An Efficient Simulation of Quantum Secret Sharing
This addresses the need for improved quantum cryptography protocols for secure multiparty communication, representing an incremental advancement.
The paper tackles the problem of designing a secure and practical quantum secret sharing protocol by proposing a d-level protocol that is more secure, flexible, and efficient than existing methods, with security analysis showing it resists various attacks.

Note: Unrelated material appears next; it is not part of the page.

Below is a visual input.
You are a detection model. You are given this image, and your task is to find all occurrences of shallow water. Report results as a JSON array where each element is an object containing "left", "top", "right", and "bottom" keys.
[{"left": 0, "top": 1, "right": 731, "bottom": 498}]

In quantum cryptography, quantum secret sharing $(QSS)$ is a fundamental primitive. $QSS$ can be used to create complex and secure multiparty quantum protocols. Existing $QSS$ protocols are either at the $(n, n)$ threshold $2$ level or at the $(t, n)$ threshold $d$ level with a trusted player, where $n$ denotes the number of players and $t$ denotes the threshold number of players. Here, we propose a secure $d$-level $QSS$ protocol for sharing a secret with efficient simulation. This protocol is more secure, flexible, and practical as compared to the existing $QSS$ protocols: $(n, n)$ threshold $2$-level and $(t,n)$ threshold $d$-level with a trusted player. Further, it does not disclose any information about the secret to players. Its security analysis shows that the intercept-resend, intercept, entangle-measure, forgery, collision and collusion attacks are not possible in this protocol.